10 microns = .01 mm = .0004 inch
If your’re such a fucken genius why don’t you just make the cars out of lego and beer cans then? Ever think of that ya fucken knob?
british curses are always fun. cursing in my native language feels like crimes against humanity compared to this.
The worst swear word in my second language is pōkokohua. It means boiled head. Your head is sacred, so turning it into poop is the worst thing you could do to someone. Basically take all their mana (authority, public standing, it’s hard to explain fully in English) and turn it into shit.
Given that teslas have notoriously bad tolerances, like gaps on the order of millimeters, ya might want to fix the cause of that first lol.
This is how “entrepreneurs” “innovate”. They just say they want something and everybody else tries to work around the roadblocks the CEO probably put in place that make achieving the goal way harder than necessary.
I like how he explains what a micron is as if the people who actually build things at Tesla don’t know
and honestly a little jankiness will just contribute to the PS1 aesthetic, he should want to lean into it for meme marketing purposes
It really does take a genius and visionary to sit back and say “Hey, guys, let’s make this, but with as small an error as I can imagine. Don’t like, assess how precise stuff needs to be or consider any of that. Just make it all like really, unreasonably well, okay?”
I’m sure the engineers are blown away by that big mind, what a privilege. It reads like an excuse to blame the engineers when the truck inevitably sucks because they didn’t follow his perfect design.

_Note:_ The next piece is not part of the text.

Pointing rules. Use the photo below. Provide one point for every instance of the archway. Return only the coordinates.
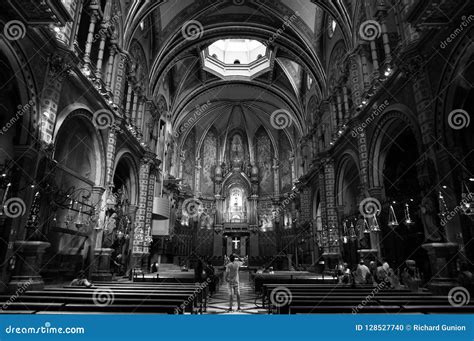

Yeah I hate those fake appeals to “genius”. To the extent that someone like Musk provides “guidance” at all, it is to merely hop on his email and say some Captain Obvious shit to thousands of people who are too busy doing real work to read that shit.
Bourgeois apologists always deny the theft of surplus values from the workers and insist that profit is merely the boss’s “wages” for his “unique labor” of “training, guidance, and planning”.
But most of the actual training, guidance, and planning is not done by the actual owners, but by managers, who are employees that are paid a high salary, but are not usually board members or share holders or other bourgeoisie who live primarily off of surplus value.
He’s known for flipping the fuck out on anyone at anytime for any reason. I worked with a number of people who came from Tesla and they had endless horror stories about him. Basically you just pray never to run into him and if you do, try your best not to get noticed or you might end up losing your job that day just because he likes to instill fear and make himself feel big by firing people for any or no real reason.
I used to work for a company that made stamping dies for aluminum cans, and some of those dies had tolerances close to .0004", because the aluminum is very thin and could crack and tear if the dies were not made precisely. The cans themselves are not that precise, they just need to hold beer without exploding. I can’t speak to Legos, but cars absolutely do not need this kind of precision, not even in the bearings. And especially not in the sheet metal body panels.
Tolerances depend on the function of the part and are selected to balance various tradeoffs in production costs and assembly. A well engineered design does not require tight tolerances for the vast majority of features (reducing scrap, tooling, and labor costs), but some specific mechanism components like gears and driveshafts demand very tight tolerances for profile and runout in order to function reliably.
Tolerances will often influence which type of machine tool is used to produce a feature. A tight tolerances on an outside diameter might make the difference between a part being made on a lathe in one/two operations, or requiring additional operations on a cyllendrical grinder. Overzealous requirements for surface finish will require slower feedrates, sharper tools (which wear more quickly) and extend cycle times significantly, or require extensive manual hand-finishing.
Commercial bearings routinely have tolerances of 0.0004" or less & performance bearings designed for specific aerospace use/applications can have substantially tighter tolerances.
I can’t speak to Legos
Legos famously have a weirdly high tolerance for injected molded plastic*, it’s part of the branding they use to justify their high price. It does make them snap together more reliably than Mega Blocks or whatever, but Mega Blocks or whatever usually snap together anyway, so I don’t know whether that extra precision counts as necessary.
* People quote all sorts of tolerances for this, but the most credible-looking one I found was 0.04 mm.